An Empirical Study on the Construction of A Non-Convex Risk Parity Portfolio Using A Genetic Algorithm
DOI:
https://doi.org/10.32890/jcia2025.4.1.3Abstrak
Risk-based portfolio optimization has become increasingly crucial due to the limitations and underperformance of traditional Mean-Variance (MV) portfolios. In the context of the Risk Parity (RP) portfolio, capital is allocated in such a way that each asset contributes equally to the overall risk of the portfolio. However, optimizing a non-convex RP portfolio presents significant challenges. While conventional numerical methods can be applied, they often struggle with inefficiency and fail to deliver optimal results. This study addresses these challenges by proposing the Genetic Algorithm (GA) and comparing its effectiveness against Successive Convex for RIsk Parity (SCRIP) to solve the non-convex RP portfolio.

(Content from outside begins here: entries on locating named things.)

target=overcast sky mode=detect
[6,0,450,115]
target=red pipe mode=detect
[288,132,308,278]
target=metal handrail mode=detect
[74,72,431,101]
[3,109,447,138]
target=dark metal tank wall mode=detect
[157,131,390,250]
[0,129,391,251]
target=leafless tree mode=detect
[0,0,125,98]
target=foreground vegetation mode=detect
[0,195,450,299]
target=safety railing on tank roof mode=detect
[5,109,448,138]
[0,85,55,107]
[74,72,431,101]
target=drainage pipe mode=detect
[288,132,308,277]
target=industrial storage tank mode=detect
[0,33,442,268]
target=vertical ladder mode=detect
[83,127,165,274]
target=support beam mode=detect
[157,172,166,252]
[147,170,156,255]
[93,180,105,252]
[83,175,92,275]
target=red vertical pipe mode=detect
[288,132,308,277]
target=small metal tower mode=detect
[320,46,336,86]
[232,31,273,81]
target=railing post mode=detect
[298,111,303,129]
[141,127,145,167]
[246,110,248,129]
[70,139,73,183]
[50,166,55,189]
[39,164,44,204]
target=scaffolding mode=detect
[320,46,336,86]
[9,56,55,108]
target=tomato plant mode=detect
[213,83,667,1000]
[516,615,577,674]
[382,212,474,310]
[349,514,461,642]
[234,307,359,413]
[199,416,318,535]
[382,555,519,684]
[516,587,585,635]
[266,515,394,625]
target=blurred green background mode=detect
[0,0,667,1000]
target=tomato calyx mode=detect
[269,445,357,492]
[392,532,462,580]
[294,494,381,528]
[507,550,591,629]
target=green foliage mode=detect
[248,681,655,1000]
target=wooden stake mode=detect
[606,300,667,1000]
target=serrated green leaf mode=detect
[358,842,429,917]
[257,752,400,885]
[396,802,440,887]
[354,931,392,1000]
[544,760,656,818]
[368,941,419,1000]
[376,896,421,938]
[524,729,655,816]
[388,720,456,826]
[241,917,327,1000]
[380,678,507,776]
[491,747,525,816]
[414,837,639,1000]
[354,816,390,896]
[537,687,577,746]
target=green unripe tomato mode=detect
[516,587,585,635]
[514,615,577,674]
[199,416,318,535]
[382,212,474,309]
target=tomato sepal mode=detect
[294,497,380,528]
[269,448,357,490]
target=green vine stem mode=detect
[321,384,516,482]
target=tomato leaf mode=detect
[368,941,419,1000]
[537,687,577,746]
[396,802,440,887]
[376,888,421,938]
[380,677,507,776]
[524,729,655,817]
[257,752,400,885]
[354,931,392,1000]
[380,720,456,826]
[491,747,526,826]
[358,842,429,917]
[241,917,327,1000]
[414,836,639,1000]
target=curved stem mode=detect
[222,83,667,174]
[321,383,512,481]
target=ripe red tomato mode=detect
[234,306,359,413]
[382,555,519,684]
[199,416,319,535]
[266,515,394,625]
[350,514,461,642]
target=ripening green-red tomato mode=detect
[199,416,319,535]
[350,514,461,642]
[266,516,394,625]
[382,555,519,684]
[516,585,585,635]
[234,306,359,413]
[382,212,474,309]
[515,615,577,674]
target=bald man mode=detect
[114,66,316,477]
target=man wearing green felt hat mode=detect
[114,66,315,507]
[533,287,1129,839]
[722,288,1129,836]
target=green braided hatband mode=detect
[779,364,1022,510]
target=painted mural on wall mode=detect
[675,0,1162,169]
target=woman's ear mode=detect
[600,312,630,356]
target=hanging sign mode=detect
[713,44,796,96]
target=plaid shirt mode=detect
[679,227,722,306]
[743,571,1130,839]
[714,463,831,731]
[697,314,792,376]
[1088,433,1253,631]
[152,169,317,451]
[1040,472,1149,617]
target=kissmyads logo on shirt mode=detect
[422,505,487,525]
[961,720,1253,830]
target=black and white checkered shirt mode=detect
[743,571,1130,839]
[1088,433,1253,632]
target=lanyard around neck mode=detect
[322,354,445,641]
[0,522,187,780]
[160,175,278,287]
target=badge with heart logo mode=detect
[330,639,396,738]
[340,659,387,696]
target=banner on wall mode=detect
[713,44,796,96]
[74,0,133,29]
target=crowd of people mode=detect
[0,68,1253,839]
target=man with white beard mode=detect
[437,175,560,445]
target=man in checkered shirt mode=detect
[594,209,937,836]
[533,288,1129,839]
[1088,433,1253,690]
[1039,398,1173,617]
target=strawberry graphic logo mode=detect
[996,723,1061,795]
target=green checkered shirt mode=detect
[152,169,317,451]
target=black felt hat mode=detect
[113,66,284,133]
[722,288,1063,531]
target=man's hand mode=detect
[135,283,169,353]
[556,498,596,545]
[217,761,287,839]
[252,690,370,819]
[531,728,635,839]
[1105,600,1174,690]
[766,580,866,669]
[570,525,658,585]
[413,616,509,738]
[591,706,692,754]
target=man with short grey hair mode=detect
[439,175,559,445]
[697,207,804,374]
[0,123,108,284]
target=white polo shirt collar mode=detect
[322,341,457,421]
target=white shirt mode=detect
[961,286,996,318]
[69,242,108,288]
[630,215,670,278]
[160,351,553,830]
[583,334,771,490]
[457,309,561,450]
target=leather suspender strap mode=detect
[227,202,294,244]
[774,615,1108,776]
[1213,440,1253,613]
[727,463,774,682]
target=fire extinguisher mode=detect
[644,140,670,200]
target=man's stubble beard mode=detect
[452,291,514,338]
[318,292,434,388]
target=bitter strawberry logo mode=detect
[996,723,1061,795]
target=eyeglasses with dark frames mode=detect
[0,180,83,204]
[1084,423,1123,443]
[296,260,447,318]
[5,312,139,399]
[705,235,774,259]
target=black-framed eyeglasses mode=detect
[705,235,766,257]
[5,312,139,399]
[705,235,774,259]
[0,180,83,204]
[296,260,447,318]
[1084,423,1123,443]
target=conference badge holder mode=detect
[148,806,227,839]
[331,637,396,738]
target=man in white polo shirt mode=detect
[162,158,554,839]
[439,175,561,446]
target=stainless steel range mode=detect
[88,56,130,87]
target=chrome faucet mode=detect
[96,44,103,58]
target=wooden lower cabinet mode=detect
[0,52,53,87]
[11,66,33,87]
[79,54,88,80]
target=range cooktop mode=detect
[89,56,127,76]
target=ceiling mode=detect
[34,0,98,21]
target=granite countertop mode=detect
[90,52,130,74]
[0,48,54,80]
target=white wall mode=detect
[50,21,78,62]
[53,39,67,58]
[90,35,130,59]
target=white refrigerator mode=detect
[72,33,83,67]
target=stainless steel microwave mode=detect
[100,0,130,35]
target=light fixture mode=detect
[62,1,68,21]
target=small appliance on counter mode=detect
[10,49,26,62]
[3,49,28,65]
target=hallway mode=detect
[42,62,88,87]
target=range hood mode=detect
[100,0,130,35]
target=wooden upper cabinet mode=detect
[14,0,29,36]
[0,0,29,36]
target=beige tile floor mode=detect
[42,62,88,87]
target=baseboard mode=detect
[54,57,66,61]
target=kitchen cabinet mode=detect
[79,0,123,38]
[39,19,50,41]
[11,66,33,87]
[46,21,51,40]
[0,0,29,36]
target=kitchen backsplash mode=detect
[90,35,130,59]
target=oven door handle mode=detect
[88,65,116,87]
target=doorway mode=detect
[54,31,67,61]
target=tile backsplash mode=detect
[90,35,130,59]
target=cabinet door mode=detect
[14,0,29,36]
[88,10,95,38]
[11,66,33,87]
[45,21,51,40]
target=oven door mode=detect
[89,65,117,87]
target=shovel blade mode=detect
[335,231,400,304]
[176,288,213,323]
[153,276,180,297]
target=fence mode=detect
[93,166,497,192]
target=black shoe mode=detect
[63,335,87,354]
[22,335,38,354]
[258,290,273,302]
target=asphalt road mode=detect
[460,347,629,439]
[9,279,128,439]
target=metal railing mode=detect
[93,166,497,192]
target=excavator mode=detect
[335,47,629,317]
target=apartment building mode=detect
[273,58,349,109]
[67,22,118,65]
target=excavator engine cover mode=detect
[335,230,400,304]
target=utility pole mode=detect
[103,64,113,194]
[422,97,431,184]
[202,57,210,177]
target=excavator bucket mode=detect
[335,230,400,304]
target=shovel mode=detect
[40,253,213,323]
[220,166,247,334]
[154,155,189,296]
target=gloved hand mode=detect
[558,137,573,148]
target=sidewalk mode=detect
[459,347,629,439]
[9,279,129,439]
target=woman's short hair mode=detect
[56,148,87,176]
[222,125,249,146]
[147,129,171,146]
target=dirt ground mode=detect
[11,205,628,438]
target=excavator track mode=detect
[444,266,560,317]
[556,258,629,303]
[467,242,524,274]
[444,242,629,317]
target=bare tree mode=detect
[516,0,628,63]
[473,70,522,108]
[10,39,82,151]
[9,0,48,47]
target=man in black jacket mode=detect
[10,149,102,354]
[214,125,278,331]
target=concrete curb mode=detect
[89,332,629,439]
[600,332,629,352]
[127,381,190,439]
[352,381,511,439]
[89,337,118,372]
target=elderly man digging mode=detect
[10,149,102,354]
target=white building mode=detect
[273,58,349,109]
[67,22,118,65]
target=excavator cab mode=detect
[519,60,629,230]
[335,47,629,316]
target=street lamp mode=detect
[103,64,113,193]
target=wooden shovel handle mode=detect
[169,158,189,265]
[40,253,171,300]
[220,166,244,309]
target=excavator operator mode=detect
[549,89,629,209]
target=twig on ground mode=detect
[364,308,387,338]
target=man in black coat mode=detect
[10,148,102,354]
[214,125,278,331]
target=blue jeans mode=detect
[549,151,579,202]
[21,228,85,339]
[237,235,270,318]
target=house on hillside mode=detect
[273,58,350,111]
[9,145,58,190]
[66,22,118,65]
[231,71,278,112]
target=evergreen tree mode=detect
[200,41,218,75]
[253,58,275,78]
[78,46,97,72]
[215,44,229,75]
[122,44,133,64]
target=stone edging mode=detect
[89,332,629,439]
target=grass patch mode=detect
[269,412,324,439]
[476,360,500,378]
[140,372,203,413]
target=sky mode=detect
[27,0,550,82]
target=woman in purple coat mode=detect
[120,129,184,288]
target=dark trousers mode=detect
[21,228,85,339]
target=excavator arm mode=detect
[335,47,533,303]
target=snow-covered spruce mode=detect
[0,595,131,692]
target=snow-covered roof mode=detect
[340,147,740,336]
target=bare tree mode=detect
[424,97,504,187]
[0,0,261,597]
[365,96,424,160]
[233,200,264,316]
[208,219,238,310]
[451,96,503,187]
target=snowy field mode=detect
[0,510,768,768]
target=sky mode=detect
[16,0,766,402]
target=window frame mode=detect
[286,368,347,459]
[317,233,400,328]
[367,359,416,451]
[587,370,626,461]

Using stock price data from companies listed on the Jakarta Islamic Index (JII), we demonstrate that the GA, although yielding a solution that slightly deviates from the ideal equal-risk-contribution, offers a more efficient and practical approach than SCRIP. Notably, the RP portfolio outperforms both the Equal Weight (EW) and Global Minimum Variance (GMV) portfolios in terms of lower Value at Risk (VaR) and Turnover (TO) ratios. This research contributes to the field by showcasing the GA as a viable tool for overcoming the limitations of traditional optimization methods, particularly in addressing the complexities of non-convex RP portfolios while considering practical investment constraints.